Na verdade, a aprovação da referida
lei, faz parte deste mega-projecto, um projecto de controlo das
telecomunicações e dos cidadãos. Portanto, mediante a solicitação dos órgãos do
Estado, um Magistrado pode autorizar a gravação de conversas telefónicas e/ou
de mensagens de texto de telemóvel, e-mail
ou outro tipo de comunicações.
Acontece que, desde 2013 a ZTE Corporation,
a maior empresa fornecedora de soluções globais para telecomunicações da China,
instalou em Moçambique um sistema de intercepção intrusiva e permanente que
estará a ser operado pela Casa Militar.
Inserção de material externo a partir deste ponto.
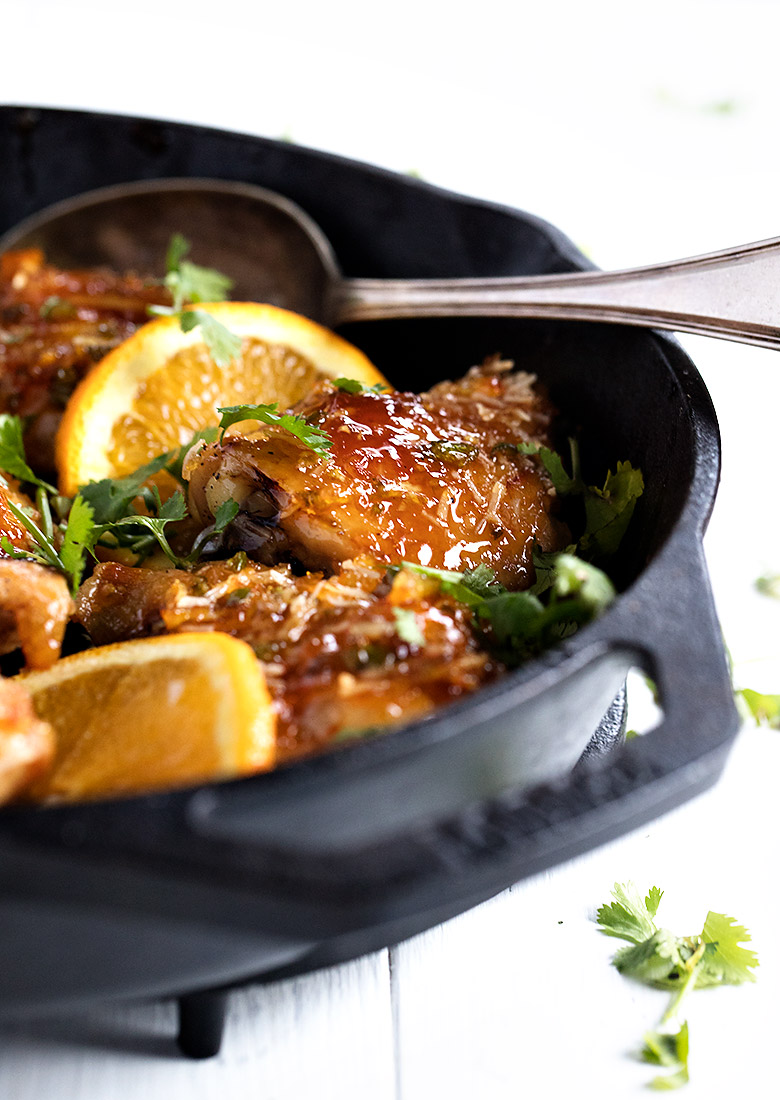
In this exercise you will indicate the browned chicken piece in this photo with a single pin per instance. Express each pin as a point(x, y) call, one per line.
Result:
point(343, 653)
point(26, 744)
point(35, 604)
point(432, 479)
point(54, 327)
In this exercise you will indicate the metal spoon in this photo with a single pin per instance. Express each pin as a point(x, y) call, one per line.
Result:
point(276, 253)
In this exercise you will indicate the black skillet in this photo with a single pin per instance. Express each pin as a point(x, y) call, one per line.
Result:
point(196, 889)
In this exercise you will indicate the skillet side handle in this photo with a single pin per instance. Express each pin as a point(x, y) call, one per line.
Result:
point(668, 620)
point(666, 623)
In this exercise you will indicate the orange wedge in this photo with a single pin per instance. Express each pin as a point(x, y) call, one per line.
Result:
point(153, 713)
point(153, 392)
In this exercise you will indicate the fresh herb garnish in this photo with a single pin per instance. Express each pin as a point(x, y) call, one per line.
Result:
point(188, 284)
point(765, 710)
point(56, 309)
point(222, 344)
point(311, 437)
point(407, 627)
point(607, 510)
point(769, 585)
point(679, 964)
point(12, 458)
point(352, 386)
point(520, 624)
point(452, 453)
point(139, 532)
point(62, 547)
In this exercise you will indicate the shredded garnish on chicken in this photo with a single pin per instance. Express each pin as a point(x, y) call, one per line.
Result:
point(353, 651)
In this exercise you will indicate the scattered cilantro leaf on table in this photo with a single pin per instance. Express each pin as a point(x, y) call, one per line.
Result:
point(769, 585)
point(765, 710)
point(668, 1049)
point(678, 964)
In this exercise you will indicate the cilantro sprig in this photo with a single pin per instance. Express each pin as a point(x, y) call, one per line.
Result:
point(764, 708)
point(12, 458)
point(519, 625)
point(678, 964)
point(607, 508)
point(308, 435)
point(190, 284)
point(63, 547)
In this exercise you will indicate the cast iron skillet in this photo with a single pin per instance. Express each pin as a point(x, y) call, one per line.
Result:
point(362, 847)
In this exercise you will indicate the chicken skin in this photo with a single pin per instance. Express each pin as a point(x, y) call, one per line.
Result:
point(35, 604)
point(432, 479)
point(359, 650)
point(54, 327)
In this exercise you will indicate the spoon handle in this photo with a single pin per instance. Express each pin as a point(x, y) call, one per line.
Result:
point(733, 294)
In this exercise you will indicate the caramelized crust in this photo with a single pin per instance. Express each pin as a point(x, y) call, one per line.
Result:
point(353, 651)
point(431, 479)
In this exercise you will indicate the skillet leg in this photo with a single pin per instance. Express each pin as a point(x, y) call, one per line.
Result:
point(200, 1023)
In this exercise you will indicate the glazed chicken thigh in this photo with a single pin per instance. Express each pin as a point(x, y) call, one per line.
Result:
point(432, 479)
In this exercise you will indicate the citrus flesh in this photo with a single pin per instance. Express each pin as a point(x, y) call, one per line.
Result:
point(153, 392)
point(153, 713)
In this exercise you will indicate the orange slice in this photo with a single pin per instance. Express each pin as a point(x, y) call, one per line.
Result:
point(153, 713)
point(160, 386)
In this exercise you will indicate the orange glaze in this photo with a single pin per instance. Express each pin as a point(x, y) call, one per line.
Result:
point(423, 479)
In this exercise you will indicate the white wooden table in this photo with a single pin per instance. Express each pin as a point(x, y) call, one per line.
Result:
point(646, 132)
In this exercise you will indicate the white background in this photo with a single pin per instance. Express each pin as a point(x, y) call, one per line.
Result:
point(646, 132)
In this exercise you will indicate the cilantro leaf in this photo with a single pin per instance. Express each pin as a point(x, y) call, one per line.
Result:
point(112, 498)
point(729, 964)
point(769, 585)
point(607, 509)
point(520, 624)
point(669, 1049)
point(223, 345)
point(469, 587)
point(189, 282)
point(226, 514)
point(680, 964)
point(77, 540)
point(610, 509)
point(629, 916)
point(352, 386)
point(562, 482)
point(764, 708)
point(407, 627)
point(312, 438)
point(140, 531)
point(12, 458)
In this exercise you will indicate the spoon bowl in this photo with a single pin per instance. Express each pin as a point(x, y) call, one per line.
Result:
point(276, 253)
point(271, 249)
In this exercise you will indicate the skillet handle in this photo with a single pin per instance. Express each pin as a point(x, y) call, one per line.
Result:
point(338, 872)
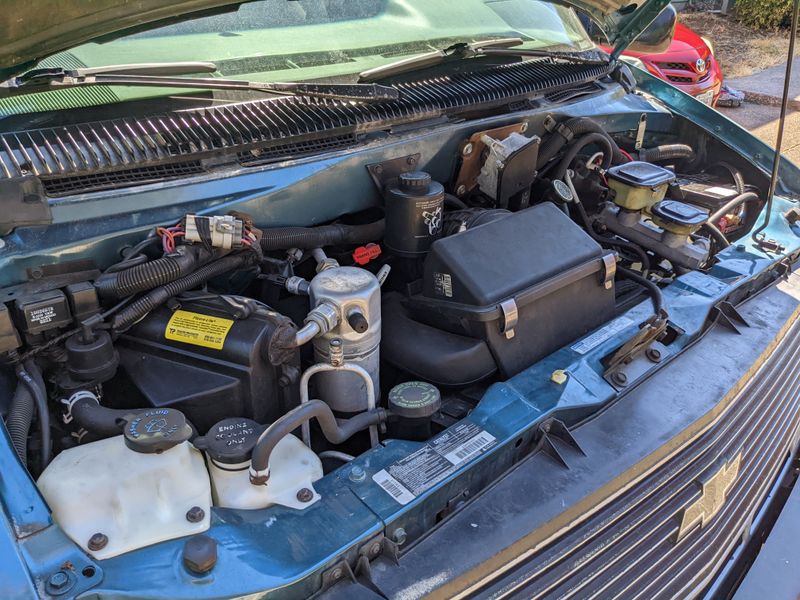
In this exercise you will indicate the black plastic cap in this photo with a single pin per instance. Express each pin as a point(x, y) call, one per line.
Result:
point(156, 430)
point(414, 182)
point(641, 174)
point(231, 441)
point(414, 400)
point(672, 211)
point(200, 554)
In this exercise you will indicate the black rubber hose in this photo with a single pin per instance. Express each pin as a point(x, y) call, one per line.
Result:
point(106, 422)
point(305, 238)
point(715, 234)
point(731, 204)
point(666, 152)
point(155, 298)
point(140, 278)
point(571, 129)
point(334, 432)
point(736, 175)
point(652, 288)
point(578, 145)
point(20, 417)
point(31, 377)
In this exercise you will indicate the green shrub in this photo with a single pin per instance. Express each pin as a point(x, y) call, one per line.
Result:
point(764, 14)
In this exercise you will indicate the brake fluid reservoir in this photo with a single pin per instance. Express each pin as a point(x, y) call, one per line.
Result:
point(293, 467)
point(356, 295)
point(130, 491)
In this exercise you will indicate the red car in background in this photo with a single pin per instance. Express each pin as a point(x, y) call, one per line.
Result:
point(688, 64)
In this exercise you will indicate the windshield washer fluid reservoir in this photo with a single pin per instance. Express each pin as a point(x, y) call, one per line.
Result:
point(292, 467)
point(132, 498)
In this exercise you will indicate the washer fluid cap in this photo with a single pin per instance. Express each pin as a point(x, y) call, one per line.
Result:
point(414, 399)
point(156, 430)
point(231, 441)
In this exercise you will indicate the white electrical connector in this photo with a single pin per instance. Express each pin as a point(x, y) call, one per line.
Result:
point(220, 231)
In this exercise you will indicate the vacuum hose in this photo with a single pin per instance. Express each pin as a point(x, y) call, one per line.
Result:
point(334, 432)
point(155, 298)
point(282, 238)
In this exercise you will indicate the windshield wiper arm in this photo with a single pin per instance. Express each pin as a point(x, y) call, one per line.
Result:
point(159, 75)
point(436, 57)
point(568, 56)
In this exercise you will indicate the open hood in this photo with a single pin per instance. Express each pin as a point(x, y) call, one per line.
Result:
point(32, 31)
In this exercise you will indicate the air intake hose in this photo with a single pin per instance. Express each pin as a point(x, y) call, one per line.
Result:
point(283, 238)
point(149, 275)
point(155, 298)
point(666, 152)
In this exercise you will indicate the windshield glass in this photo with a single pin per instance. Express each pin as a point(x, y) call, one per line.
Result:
point(281, 40)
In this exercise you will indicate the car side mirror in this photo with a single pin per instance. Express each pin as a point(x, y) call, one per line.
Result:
point(657, 37)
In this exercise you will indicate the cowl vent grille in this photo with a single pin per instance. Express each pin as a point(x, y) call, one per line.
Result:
point(135, 143)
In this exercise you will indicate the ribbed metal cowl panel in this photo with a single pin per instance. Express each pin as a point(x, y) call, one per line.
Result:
point(125, 144)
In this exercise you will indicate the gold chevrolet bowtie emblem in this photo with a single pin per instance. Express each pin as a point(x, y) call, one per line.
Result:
point(715, 491)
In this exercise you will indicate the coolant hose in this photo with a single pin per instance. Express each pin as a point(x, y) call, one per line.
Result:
point(146, 276)
point(652, 288)
point(731, 204)
point(579, 144)
point(334, 432)
point(283, 238)
point(104, 422)
point(567, 131)
point(666, 152)
point(155, 298)
point(30, 377)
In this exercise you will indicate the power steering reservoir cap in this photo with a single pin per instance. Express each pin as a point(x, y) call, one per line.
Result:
point(414, 399)
point(155, 430)
point(231, 441)
point(415, 182)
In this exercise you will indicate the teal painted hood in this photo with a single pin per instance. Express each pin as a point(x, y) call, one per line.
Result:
point(31, 30)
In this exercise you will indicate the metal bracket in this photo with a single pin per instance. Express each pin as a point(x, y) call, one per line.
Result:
point(510, 317)
point(609, 270)
point(387, 172)
point(726, 314)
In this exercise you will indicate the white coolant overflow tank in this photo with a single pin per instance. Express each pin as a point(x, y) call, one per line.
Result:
point(293, 468)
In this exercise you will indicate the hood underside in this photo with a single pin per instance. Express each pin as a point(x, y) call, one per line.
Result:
point(31, 31)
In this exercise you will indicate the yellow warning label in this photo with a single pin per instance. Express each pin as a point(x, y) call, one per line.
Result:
point(197, 329)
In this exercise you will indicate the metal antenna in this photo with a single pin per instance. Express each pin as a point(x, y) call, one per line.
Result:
point(781, 123)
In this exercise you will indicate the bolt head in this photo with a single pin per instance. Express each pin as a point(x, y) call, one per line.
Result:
point(98, 541)
point(357, 474)
point(195, 514)
point(58, 580)
point(200, 554)
point(399, 536)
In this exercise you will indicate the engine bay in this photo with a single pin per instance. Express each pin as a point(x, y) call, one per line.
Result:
point(223, 363)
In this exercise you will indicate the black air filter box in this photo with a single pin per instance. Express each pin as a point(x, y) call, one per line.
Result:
point(528, 283)
point(207, 363)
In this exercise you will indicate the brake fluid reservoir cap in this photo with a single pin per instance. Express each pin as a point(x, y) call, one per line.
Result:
point(414, 400)
point(231, 441)
point(155, 430)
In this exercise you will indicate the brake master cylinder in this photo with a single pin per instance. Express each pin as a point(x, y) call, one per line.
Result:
point(354, 294)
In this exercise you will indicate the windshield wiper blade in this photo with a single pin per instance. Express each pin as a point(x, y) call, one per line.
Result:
point(436, 57)
point(158, 75)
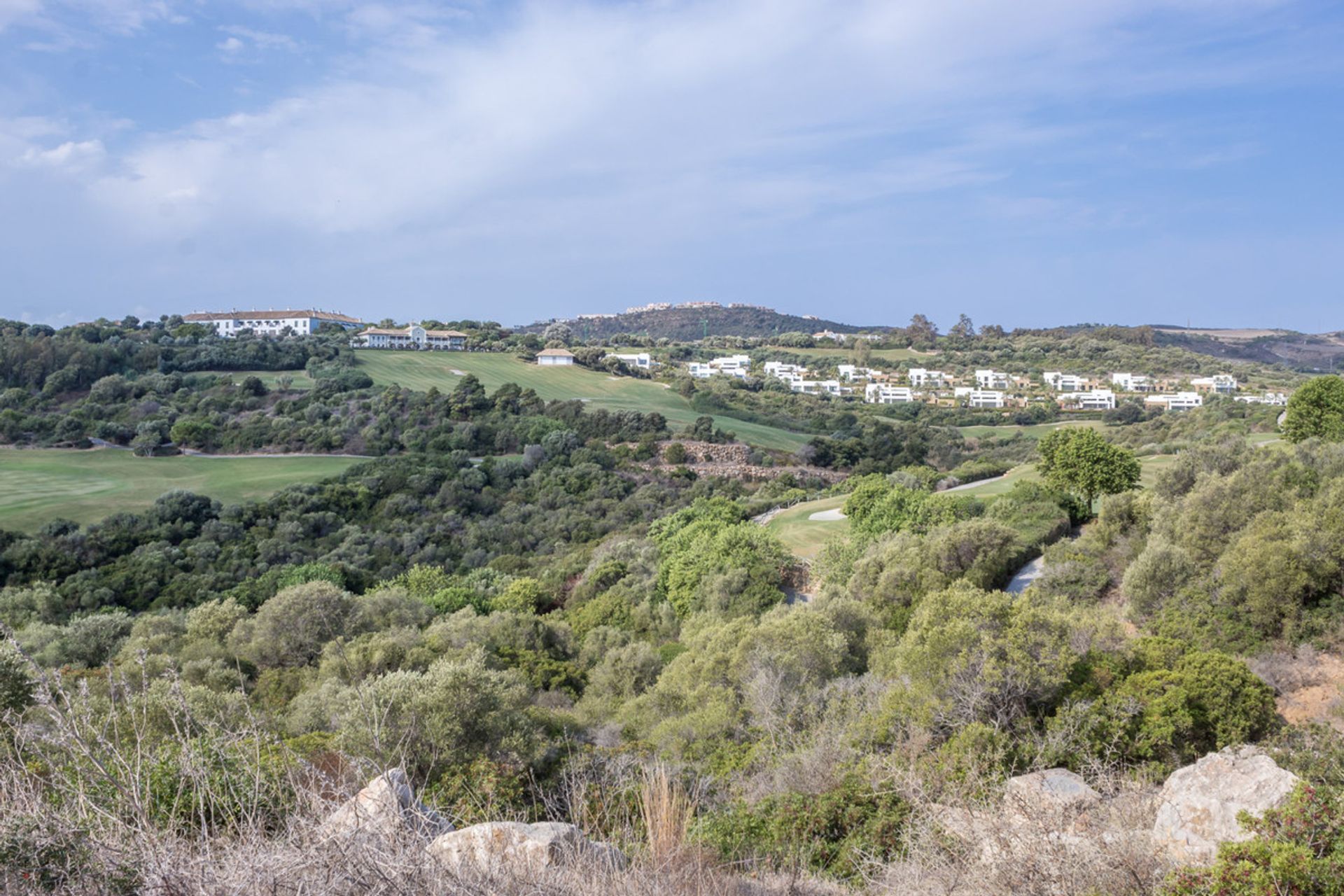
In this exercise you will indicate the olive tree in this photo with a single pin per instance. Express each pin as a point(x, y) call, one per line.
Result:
point(1079, 460)
point(1316, 412)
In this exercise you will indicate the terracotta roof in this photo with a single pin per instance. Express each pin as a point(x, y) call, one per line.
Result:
point(272, 315)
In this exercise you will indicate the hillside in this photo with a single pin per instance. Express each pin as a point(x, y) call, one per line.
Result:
point(695, 323)
point(1300, 351)
point(442, 370)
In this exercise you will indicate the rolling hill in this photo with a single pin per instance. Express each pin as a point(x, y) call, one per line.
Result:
point(442, 370)
point(695, 323)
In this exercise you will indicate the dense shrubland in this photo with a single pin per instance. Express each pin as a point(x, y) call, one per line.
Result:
point(188, 687)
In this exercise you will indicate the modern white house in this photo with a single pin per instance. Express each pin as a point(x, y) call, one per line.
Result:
point(288, 323)
point(988, 379)
point(1177, 402)
point(737, 365)
point(783, 371)
point(851, 372)
point(412, 337)
point(921, 378)
point(1218, 383)
point(555, 358)
point(1065, 382)
point(1268, 398)
point(640, 360)
point(1093, 400)
point(984, 399)
point(1132, 382)
point(883, 394)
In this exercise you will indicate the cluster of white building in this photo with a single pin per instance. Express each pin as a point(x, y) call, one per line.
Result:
point(738, 365)
point(270, 323)
point(796, 377)
point(410, 337)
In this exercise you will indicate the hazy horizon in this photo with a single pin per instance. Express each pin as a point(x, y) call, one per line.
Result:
point(1129, 162)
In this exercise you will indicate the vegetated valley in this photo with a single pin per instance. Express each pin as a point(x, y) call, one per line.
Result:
point(745, 640)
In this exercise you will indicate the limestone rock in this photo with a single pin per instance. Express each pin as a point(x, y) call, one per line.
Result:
point(1051, 796)
point(386, 808)
point(522, 848)
point(1199, 804)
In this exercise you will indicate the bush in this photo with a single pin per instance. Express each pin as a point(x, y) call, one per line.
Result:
point(290, 629)
point(836, 832)
point(1296, 849)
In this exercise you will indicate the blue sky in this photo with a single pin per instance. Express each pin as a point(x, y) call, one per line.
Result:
point(1030, 163)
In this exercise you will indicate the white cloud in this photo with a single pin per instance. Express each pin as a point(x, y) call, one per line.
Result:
point(260, 39)
point(13, 11)
point(738, 102)
point(70, 155)
point(493, 146)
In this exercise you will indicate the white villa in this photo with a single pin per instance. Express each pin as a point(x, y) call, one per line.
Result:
point(988, 379)
point(643, 360)
point(1094, 400)
point(883, 394)
point(1065, 382)
point(729, 365)
point(1177, 402)
point(555, 358)
point(412, 337)
point(921, 378)
point(984, 398)
point(298, 323)
point(1133, 382)
point(850, 372)
point(787, 372)
point(1218, 383)
point(1268, 398)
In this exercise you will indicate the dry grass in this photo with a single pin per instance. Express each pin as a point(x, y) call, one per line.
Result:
point(667, 813)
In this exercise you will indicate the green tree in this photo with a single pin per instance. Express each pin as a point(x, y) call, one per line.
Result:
point(1079, 460)
point(981, 656)
point(1316, 412)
O sistema tem acesso a todas as
comunicações (voz e dados) efectuadas nas redes fixas, de telefonia móvel e de internet existentes em Moçambique.
“Após o rápido desenvolvimento das
telecomunicações nos anos noventa, as telecomunicações mudaram o estilo de vida
dos cidadãos, disponibilizando abundante informação e mais conveniente
comunicação mas, por outro lado, criaram a possibilidade de criminosos
disseminarem os seus produtos, terrorismo, pornografia, jogos de azar e outras
informações que colocam em perigo a segurança nacional, a segurança dos
cidadãos e a propriedade através de páginas de internet e correios electrónicos. Neste âmbito monitorar o fluxo
desta informação tornou-se num imperativo para o Governo de Moçambique.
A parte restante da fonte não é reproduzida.